For second time, Israel fails to abide by court order to bus Bedouin kids to preschool

3- and 4-year-old kids from unrecognized Bedouin villages in southern desert region still unable to attend preschools as Israel fails to provide transportation despite court ruling.

For the second time since December 2017, Israel has failed to abide by a court order to provide school buses for Bedouin preschool children in the country’s southern Naqab (Negev) desert region.

 

Adalah – The Legal Center for Arab Minority Rights in Israel sent a letter on 13 February 2018 to the Ministry of Education and to the Neve Midbar and Al-Qasoum Regional councils demanding they honor the commitment they made to the court to bus children aged 3-4 from the unrecognized villages in the Naqab to preschools. 

 

Preschool children in the Naqab Bedouin village of Al-Sira prepare to board a school bus during the brief period between March and June 2017 when the Education Ministry provided school transportation. (Photo by Khalil Al-Amor)

 

On 10 January 2018, a hearing was held at Be’er Sheva Administrative Court regarding a second administrative petition filed by Adalah in which it demanded that the Ministry of Education and the above regional councils fulfill their obligation to arrange a system of transportation for Bedouin children, including the residents of the village of Al-Jaraf.

 

Following the hearing, a notice was submitted to the court on behalf of the Ministry of Education and the regional councils stating that transportation services would immediately be provided to the children of the petitioners, residents of the villages of Al-Sira and Al-Jaraf, and concurrently to the other affected children. 

 

It was agreed that Al-Qasoum and Neve Midbar Regional Councils would transfer lists of children living in the unrecognized villages to the Ministry of Education within 10 days.
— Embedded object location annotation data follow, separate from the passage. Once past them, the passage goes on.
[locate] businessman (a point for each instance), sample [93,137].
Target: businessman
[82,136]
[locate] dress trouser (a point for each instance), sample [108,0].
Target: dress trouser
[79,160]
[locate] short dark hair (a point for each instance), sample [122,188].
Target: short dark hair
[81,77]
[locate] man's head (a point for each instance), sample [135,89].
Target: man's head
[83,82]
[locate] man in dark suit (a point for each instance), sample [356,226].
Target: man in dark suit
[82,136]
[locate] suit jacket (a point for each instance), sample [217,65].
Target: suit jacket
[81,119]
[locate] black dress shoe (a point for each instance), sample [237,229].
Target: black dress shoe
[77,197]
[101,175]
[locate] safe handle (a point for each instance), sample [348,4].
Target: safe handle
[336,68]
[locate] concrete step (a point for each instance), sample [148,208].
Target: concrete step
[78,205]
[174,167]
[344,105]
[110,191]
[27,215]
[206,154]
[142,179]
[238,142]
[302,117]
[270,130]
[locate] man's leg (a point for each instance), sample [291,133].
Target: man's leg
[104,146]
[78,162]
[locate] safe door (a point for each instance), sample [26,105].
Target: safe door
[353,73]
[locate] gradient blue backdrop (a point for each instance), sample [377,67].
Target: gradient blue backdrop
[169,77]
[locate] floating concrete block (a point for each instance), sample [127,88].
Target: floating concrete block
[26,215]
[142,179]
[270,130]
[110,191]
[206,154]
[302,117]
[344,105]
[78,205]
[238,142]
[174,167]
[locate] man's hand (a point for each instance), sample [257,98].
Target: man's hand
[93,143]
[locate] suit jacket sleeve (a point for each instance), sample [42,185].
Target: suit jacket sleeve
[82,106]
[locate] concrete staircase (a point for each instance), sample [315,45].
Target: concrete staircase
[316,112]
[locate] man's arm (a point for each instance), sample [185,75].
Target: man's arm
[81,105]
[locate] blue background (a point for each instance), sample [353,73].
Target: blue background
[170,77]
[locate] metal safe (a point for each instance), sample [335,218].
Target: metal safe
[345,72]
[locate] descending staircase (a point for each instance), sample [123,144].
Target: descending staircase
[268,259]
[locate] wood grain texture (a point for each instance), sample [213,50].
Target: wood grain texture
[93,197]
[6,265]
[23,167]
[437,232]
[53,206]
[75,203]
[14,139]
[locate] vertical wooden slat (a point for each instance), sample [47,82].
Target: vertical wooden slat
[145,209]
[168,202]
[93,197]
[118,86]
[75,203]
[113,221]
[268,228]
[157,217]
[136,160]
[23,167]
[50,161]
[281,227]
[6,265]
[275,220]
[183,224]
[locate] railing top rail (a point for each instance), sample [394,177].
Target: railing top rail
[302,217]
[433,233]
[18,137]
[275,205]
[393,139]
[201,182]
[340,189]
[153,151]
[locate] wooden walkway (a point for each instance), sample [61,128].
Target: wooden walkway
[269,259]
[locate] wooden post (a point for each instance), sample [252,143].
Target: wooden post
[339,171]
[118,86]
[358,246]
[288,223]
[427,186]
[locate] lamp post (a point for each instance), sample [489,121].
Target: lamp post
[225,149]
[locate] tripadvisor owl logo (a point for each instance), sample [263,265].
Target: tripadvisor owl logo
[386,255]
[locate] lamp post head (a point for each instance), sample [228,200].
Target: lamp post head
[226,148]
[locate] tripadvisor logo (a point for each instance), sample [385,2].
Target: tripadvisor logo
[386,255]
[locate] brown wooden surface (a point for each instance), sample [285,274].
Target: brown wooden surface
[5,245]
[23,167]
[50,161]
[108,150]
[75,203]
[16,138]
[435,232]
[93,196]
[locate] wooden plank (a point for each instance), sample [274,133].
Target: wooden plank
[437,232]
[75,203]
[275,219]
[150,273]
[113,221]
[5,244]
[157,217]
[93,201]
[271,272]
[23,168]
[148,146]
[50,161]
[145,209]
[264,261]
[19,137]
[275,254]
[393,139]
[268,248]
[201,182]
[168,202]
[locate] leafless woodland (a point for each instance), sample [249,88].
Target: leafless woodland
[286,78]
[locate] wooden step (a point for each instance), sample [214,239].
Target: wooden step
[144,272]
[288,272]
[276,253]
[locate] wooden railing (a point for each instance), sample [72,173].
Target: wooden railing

The ministry would then begin transferring the necessary funds to the regional councils in order to activate the transportation services. This agreement between the Ministry of Education and the regional councils was given the status of a court ruling.

 

Adalah Attorney Sawsan Zaher indicted in her letter that, even though it was made in court, the authorities in question have reneged on their commitment: 

 

“We found that, apart from providing transport for two days to the children of the village of Al-Jaraf, these children do not have a means of transportation to their preschools. Moreover, as you yourselves told the court, approval of the transportation system must also include the children of [other unrecognized] villages that were not part of the petition. The problem of transportation does not only involve one or two villages in the Naqab, but affects most of the unrecognized villages in the region, as well as those villages that have been recognized but are still in the planning stages. Hence, thousands of children aged 3-4 in the Naqab are being harmed by your decision,” Zaher wrote in Adalah’s letter. 

 

Adalah also noted that the children of another village, Umm Namila, have no transportation to preschools. In light of this fact, a representative of the village attended the hearing and forwarded a list of the children to a representative of the Ministry of Education, who agreed that the local council would subsidize the children’s transportation. Despite this, and more than a month after the hearing, the children of Umm Namila are still not able to access preschools.

 

Attorney Zaher noted that the commitment given at the previous hearing is the second one given in the context of legal proceedings that is not being implemented: “It is unnecessary to describe the tremendous damage caused to Bedouin children at such an early age due to their lack of preschool education, which is the result – in most cases – of your not living up to your commitment."

 

In light of the above, Adalah demanded that the Ministry of Education and the regional councils immediately organize transportation from the villages of Al-Jaraf and Umm Namila for preschool children, and that they provide an update on the provision of transportation for the other unrecognized villages.